Microsoft initially offered Visual Studio Express, launched last November, free for a year. The company decided to make the tool free permanently because of the “incredibly positive response” from both hobbyists and students who like having easy and free access to the tool, Microsoft said in an e-mail statement.
Microsoft has traditionally tried to foster a strong ecosystem around its developer tools.
There are five versions of Visual Studio Express: Visual Web Developer Express, Visual Basic Express, Visual C# Express, Visual C++ Express and Visual J# Express.

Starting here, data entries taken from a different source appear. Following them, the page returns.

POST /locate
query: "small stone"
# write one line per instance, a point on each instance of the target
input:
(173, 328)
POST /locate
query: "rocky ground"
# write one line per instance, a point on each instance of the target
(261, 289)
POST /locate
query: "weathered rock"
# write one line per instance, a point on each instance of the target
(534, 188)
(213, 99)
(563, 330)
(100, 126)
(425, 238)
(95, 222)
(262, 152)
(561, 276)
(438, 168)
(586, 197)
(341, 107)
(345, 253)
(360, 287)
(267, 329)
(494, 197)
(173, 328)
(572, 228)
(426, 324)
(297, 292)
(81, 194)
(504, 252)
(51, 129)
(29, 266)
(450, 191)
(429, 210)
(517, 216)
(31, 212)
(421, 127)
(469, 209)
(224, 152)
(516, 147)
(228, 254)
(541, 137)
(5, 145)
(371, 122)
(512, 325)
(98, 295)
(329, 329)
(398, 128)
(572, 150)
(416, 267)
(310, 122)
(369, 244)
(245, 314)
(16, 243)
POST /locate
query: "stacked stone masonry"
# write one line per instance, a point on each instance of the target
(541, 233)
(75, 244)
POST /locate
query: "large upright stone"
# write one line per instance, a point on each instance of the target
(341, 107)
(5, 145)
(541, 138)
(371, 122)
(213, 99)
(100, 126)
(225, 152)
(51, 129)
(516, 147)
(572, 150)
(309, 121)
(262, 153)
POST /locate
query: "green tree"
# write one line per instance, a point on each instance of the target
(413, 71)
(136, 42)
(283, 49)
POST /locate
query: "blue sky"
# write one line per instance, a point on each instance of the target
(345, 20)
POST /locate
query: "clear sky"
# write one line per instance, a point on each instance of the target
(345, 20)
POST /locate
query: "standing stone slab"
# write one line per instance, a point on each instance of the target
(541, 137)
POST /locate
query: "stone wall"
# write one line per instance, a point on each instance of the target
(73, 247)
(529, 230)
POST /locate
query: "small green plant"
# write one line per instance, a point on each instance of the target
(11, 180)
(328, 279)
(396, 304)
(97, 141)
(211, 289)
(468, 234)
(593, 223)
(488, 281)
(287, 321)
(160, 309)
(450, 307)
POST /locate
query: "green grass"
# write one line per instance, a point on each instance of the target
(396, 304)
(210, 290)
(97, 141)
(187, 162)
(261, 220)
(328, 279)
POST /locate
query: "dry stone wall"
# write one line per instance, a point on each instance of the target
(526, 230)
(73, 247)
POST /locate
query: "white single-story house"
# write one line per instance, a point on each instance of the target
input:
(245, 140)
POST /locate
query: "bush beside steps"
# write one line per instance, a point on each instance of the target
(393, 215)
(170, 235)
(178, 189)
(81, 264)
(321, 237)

Microsoft also launched a free, entry-level version of its database, SQL Server Express, at the same time it released Visual Studio Express.
Microsoft Wednesday said it has worked with partners to create add-ons to Visual Studio Express to lure both young developers who are just learning how to code and hobbyist developers who code for fun at home.
For example, working with the toy company The Lego Group, Microsoft created an application that allows people with Lego Mindstorms robots to use Visual Studio Express to program the robots to do specific commands, such as maneuver around obstacles or be controlled from a keyboard or a mouse, the company said.
EBay also is providing a Visual Studio Web Developer Express starter kit with prebuilt technology and templates for helping developers quickly build applications for the auction site, Microsoft said.
Both Visual Studio Express and SQL Server Express will be on display at Maker Faire in San Mateo, Calif., on Saturday and Sunday. Hosted by O’Reilly Media’s Make Magazine, the fair is aimed at building and encouraging a grassroots community of hobbyist and student inventors and technology developers.
The Visual Studio 2005 Express editions are available for download Wednesday from the Microsoft Developer Network.
More information on Maker Faire as well as technology and resources for hobbyist and student developers is available on Microsoft’s Coding4Fun website.